Cardiovascular disease (CVD) is the leading cause of death in the United States and has a tremendous economic impact with costs upward of $200 billion annually.1 Risk factors include smoking, poor diet, and lack of physical activity.
There are numerous health-related apps and digital health technologies that seek to modify these risk factors. However, there is a lack of high-level evidence on the effect of digital health technologies on actual CVD outcomes. With a shift in focus on quality and outcomes in healthcare, evidence supporting a positive effect on outcomes is needed prior to the widespread adoption of digital health tools.
Physicians from the Mayo Clinic conducted a systematic review and meta-analysis of digital health interventions for the prevention of cardiovascular disease.2
The authors lumped digital health interventions in the analysis, including telemedicine, web-based strategies, email, mobile phones, mobile applications, text messaging, and monitoring sensors. They included 51 studies in the systematic review and identified 9 studies with quantitative data on CVD outcomes (CVD events, hospitalizations, or mortality) for analysis.
- Digital health interventions have a beneficial effect on CVD risk factors and outcomes
- 6.5% absolute risk reduction overall
- Sub-group analysis identified telemedicine, web-based solutions, and SMS texting as particularly beneficial
- In primary prevention populations, there is a benefit of digital health interventions on CVD risk factors, including weight loss, body mass index, systolic blood pressure, total cholesterol, and LDL cholesterol
- No observed benefit of digital health interventions in primary prevention groups regarding CVD outcomes, but there was an observed reduction in the Framingham risk scores
- For secondary CVD prevention and heart failure, digital health interventions have a benefit on all-cause mortality and CVD morbidity
- 40% relative risk reduction in CVD outcomes with the most significant impact among secondary prevention and heart failure groups
- 7.5% absolute risk reduction in secondary prevention groups
- Pooled analysis of several different digital health interventions
- Heterogeneity of studies
- Lack of long-term follow-up in the primary prevention groups
The current study provides important evidence-based data on digital health interventions on CVD outcomes. Its important to note that the degree of risk reduction they report may be biased due to the limitations of the included studies like potential selection bias, lack of blinding, and generally low numbers of patients. That said, it does lend more support to the belief that these generally (comparatively) low cost interventions can have a significant impact on outcomes that patients care about.
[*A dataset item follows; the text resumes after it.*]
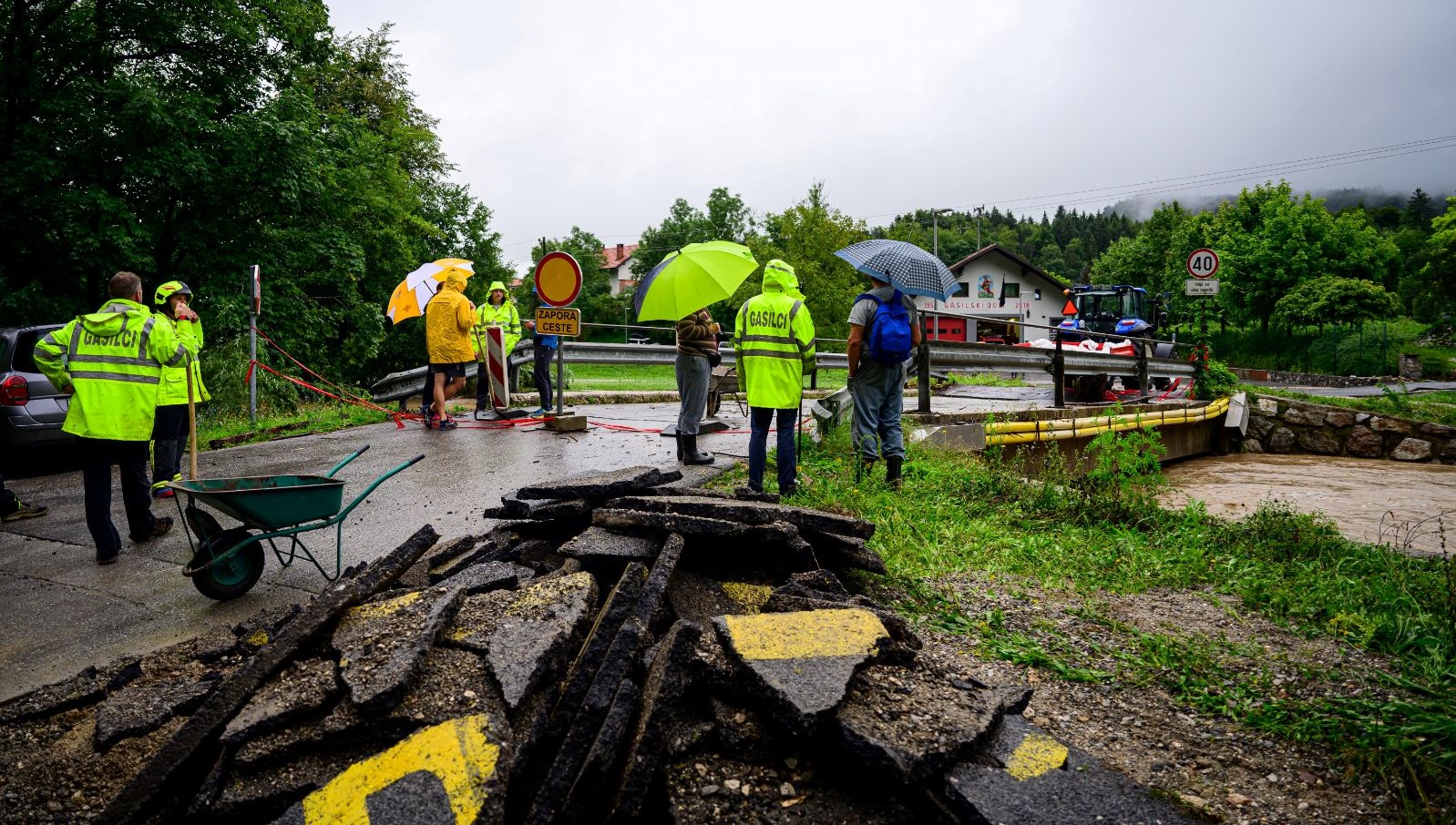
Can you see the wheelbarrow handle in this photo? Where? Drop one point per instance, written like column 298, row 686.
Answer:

Also, as the authors point out, however, we should remember that digital health interventions do not have a direct effect on CVD risk; rather they likely improve CVD outcomes via improved adherence to and utilization of evidence-based preventative measures. This is an important factor to consider when deciding on the use of digital health technologies. Physicians, nurses, hospital administrators, and insurance companies must focus on how digital health solutions can improve known and validated risk factors that affect disease outcomes. To make an indelible impact, digital health technologies increasingly need to show benefit on quality, value, and outcomes.